Telle est la situation diabolique dans laquelle se trouve Zoe (Jessica Raine) dans Deux semaines en août, un drame noir comique absolument convaincant et totalement captivant - dans le sens où « si quelqu'un ne pousse pas au moins les trois quarts de ces individus crédiblement épouvantables dans la mer bientôt, alors je vais grimper à travers l'écran et le faire moi-même », ce qui est la meilleure façon de l'être - exquisément écrit par Catherine Shepherd, impeccablement mis en scène par Tom George et Matthew Moore, et parfaitement interprété par toute la distribution.

Zoe est enseignante dans un collège, gérant sa vie avec plus de grâce sous pression que la plupart d'entre nous. Une personne naturellement attentionnée et conciliatrice - les autres personnages l'appellent une « people-pleaser », car c'est ainsi que les égoïstes voient toujours quelqu'un qui ne met pas constamment ses propres besoins en premier - elle a inscrit sa famille pour ce voyage en partie à cause des attentes de ses amis, mais aussi parce qu'une quinzaine de jours au soleil semblait être un plaisir. Une évasion temporaire de son travail et de sa mère vieillissante et exigeante, un changement pour ses deux enfants, et un peu de réconfort peut-être après avoir soutenu son mari, Dan (Damien Molony), à travers ses récentes batailles, qui sont finalement révélées, dans une brillante scène de dîner culminante, avoir été plus longues et plus dures - pour eux deux - que leurs amis ne le savaient. Bien sûr, sa mère appelle encore tous les jours, ils ne peuvent pas se permettre le voyage, et Dan l'aborde avec sa morosité désormais habituelle (« Rien de amusant n'arrive jamais quand quelqu'un dit "Ça va être amusant !" » Il a raison, évidemment, mais il a tort de le dire à sa vaillante épouse.)

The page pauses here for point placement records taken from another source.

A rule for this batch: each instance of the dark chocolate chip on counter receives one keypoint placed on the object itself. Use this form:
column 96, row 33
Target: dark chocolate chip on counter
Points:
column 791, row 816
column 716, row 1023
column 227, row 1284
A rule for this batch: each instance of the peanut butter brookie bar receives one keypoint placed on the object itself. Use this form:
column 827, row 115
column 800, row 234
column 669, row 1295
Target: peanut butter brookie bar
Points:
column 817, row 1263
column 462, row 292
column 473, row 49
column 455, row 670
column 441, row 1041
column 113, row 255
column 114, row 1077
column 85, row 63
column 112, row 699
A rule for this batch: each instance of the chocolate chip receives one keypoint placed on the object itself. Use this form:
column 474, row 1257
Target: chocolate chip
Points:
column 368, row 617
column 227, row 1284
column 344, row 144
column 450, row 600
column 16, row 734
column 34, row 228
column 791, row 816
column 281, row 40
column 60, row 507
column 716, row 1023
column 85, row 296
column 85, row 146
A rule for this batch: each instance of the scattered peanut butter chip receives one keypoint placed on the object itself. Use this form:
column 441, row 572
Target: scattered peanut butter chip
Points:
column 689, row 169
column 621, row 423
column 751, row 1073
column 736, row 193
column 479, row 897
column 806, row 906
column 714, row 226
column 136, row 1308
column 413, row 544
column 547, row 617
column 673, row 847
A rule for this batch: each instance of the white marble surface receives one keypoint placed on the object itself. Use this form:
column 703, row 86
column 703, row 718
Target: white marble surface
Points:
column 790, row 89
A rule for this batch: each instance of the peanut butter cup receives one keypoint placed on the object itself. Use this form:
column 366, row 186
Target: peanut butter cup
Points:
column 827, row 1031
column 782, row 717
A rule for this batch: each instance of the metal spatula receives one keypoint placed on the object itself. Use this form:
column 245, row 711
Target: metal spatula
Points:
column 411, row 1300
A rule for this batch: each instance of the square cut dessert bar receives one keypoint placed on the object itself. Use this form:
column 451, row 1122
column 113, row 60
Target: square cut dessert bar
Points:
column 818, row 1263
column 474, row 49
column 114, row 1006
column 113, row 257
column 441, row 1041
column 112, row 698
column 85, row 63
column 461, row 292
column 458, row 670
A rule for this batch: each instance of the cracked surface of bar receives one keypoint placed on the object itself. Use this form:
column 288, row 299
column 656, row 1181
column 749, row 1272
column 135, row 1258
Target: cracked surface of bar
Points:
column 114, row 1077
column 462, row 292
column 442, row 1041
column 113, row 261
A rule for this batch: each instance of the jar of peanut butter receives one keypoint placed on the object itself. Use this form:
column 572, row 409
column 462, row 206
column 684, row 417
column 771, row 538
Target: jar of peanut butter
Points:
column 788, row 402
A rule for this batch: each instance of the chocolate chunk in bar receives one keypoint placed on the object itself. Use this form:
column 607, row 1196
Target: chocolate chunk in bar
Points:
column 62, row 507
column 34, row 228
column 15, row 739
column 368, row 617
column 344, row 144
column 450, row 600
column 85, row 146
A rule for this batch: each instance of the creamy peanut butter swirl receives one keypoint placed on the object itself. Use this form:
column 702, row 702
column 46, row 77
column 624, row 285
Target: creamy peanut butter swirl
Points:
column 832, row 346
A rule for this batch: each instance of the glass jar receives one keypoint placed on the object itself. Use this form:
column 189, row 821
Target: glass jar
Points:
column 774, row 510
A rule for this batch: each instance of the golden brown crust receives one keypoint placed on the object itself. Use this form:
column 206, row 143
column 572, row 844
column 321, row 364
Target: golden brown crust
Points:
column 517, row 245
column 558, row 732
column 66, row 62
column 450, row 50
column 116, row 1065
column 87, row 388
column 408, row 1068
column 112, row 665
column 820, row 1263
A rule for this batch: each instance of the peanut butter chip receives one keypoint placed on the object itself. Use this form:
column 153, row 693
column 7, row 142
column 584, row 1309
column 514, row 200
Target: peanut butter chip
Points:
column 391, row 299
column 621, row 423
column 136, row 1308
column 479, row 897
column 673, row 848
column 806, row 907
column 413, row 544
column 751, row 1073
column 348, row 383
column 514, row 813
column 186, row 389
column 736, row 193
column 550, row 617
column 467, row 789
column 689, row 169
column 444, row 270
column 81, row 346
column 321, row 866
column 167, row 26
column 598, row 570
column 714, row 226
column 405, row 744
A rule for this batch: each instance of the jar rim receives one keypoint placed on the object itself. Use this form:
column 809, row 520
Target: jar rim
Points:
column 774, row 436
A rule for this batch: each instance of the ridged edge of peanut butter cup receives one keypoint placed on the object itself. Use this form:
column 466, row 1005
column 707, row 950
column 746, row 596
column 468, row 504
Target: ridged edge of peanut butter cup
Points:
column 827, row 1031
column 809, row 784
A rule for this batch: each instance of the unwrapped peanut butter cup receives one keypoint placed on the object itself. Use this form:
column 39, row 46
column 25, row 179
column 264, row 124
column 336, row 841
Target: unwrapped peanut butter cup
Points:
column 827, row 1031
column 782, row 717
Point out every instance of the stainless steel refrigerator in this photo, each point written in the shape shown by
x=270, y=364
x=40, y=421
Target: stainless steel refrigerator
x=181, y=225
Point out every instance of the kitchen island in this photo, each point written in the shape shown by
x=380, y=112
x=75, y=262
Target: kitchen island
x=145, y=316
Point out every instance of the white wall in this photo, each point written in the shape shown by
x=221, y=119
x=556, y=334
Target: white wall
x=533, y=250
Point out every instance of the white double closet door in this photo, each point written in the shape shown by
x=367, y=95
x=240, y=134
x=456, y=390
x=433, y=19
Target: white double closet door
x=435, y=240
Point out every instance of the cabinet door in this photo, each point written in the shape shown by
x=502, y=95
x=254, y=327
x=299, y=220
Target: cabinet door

Composant le reste de la bande de l'île, il y a la glamour Nat (Leila Farzad), dont le nez est déplacé quand le petit ami occasionnel de son meilleur ami gay, Jacob (Hugh Skinner), débarque à la villa ; Solomon (Nicholas Pinnock), acteur pas tout à fait en ce moment ; et la plus jeune épouse, Jess (Antonia Thomas) - elle a raflé la meilleure chambre et évite autant que possible toute dépense d'argent ou d'effort, généralement en exploitant Zoe. La nourrice têtue est Léa (Florence Banks), et est au moins ouvertement paresseuse et parasite. Les autres insistent pour parler le discours - par exemple, sur leur préoccupation pour la crise des réfugiés - sans jamais réaliser à quel point ils sont loin de même envisager de passer à l'acte. Un moment marquant survient dans le deuxième épisode, quand Jacob s'assure que le propriétaire du bateau qu'ils prennent sache qu'il travaille pour une association qui « sensibilise aux inégalités de richesse », ce qui est si parfaitement à un degré et demi d'être une association réellement utile que j'aimerai cette réplique pour toujours.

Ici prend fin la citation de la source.